`Embodied Crowd Counting`

Interactive crowd counting dataset and an MLLM-driven coarse-to-fine counting agent.

Authors

Runling Long¹, Yunlong Wang¹, Jia Wan¹*, Xiang Deng¹, Xingting Zhu², Weili Guan¹, Antoni B. Chan², Liqiang Nie¹

¹ <Harbin Institute of Technology, Shenzhen>
² <City University of Hong Kong>
* Corresponding author

Links

Paper: Paper Link
Hugging Face Dataset: Dataset
Code Repository: GitHub

Updates

[04/2026] Initial release

Introduction

This is the official implementation for Embodied Crowd Counting.

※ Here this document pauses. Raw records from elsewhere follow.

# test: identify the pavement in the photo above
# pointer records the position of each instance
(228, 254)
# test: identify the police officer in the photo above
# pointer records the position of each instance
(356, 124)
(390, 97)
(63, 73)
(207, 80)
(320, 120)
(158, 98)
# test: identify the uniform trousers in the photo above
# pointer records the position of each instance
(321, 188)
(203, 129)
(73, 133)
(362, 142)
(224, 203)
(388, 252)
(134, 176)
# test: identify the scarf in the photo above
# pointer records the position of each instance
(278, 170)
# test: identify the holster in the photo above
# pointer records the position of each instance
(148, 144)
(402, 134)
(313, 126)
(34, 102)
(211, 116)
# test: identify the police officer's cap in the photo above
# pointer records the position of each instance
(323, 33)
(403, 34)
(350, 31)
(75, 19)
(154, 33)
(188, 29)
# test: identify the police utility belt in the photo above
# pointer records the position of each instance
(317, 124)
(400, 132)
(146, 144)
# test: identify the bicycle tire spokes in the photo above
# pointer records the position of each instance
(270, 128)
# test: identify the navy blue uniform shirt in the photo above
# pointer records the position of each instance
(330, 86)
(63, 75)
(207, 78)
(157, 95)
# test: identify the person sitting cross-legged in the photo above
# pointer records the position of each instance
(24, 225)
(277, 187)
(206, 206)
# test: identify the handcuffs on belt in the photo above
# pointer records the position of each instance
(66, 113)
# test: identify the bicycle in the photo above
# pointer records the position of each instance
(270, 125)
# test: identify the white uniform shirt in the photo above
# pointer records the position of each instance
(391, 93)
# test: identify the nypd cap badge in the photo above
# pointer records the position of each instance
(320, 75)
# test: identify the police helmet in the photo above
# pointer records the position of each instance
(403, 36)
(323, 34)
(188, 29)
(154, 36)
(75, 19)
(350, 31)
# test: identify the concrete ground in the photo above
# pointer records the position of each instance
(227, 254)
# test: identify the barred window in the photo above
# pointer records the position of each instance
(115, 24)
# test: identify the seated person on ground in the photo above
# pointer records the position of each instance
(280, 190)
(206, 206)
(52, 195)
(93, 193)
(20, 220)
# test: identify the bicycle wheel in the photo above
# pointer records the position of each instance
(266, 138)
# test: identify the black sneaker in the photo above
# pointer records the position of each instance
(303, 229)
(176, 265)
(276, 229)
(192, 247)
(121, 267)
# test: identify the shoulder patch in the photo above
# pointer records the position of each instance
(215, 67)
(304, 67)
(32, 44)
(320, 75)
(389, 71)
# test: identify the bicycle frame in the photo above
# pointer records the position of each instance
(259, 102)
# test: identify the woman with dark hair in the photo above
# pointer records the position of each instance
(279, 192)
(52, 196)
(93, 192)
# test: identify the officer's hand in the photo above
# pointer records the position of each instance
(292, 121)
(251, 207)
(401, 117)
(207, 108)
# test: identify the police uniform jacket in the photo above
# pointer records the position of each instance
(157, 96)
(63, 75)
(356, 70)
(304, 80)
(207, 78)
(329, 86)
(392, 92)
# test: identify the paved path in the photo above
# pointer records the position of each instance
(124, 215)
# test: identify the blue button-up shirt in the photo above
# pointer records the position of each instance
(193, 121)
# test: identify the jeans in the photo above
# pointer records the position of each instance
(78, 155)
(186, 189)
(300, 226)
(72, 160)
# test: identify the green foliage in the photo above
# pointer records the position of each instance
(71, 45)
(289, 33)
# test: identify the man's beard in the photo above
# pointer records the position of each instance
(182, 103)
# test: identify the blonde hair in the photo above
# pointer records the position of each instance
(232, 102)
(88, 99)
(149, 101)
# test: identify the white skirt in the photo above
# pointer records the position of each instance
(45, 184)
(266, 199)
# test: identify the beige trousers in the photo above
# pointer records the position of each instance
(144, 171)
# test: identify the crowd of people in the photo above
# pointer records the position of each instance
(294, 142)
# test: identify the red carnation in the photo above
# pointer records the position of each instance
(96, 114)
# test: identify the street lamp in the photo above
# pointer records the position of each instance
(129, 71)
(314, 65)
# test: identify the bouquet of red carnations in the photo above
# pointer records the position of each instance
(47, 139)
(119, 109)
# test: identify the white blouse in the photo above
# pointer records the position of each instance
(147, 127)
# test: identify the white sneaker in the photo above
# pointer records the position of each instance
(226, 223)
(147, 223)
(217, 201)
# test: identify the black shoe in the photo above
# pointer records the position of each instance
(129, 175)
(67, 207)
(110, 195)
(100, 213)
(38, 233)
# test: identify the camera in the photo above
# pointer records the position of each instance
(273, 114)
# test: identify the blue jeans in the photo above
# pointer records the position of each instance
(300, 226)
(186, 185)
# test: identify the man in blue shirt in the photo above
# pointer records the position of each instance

Occlusion is one of the fundamental challenges in crowd counting. In the community, various data-driven approaches have been developed to address this issue, yet their effectiveness is limited. This is mainly because most existing crowd counting datasets on which the methods are trained are based on passive cameras, restricting their ability to fully sense the environment. Recently, embodied navigation methods have shown significant potential for precise object detection in interactive scenes. These methods incorporate active camera settings, holding promise for addressing the fundamental issues in crowd counting. However, most existing methods are designed for indoor navigation, showing unknown performance in analyzing complex object distributions in large-scale scenes, such as crowds. In addition, most existing embodied navigation datasets are indoor scenes with limited scale and object quantity, preventing them from being introduced into dense crowd analysis. Based on this, a novel task, Embodied Crowd Counting (ECC), is proposed to count the number of persons in a large-scale scene actively. We then build an interactive simulator, the Embodied Crowd Counting Dataset (ECCD), which enables large-scale scenes and large object quantities. A prior probability distribution approximating a realistic crowd distribution is introduced to generate crowds. Then, a zero-shot navigation method (ZECC) is proposed as a baseline. This method contains an MLLM-driven coarse-to-fine navigation mechanism, enabling active Z-axis exploration, and a normal-line-based crowd distribution analysis method for fine-grained counting. Experimental results show that the proposed method achieves the best trade-off between counting accuracy and navigation cost.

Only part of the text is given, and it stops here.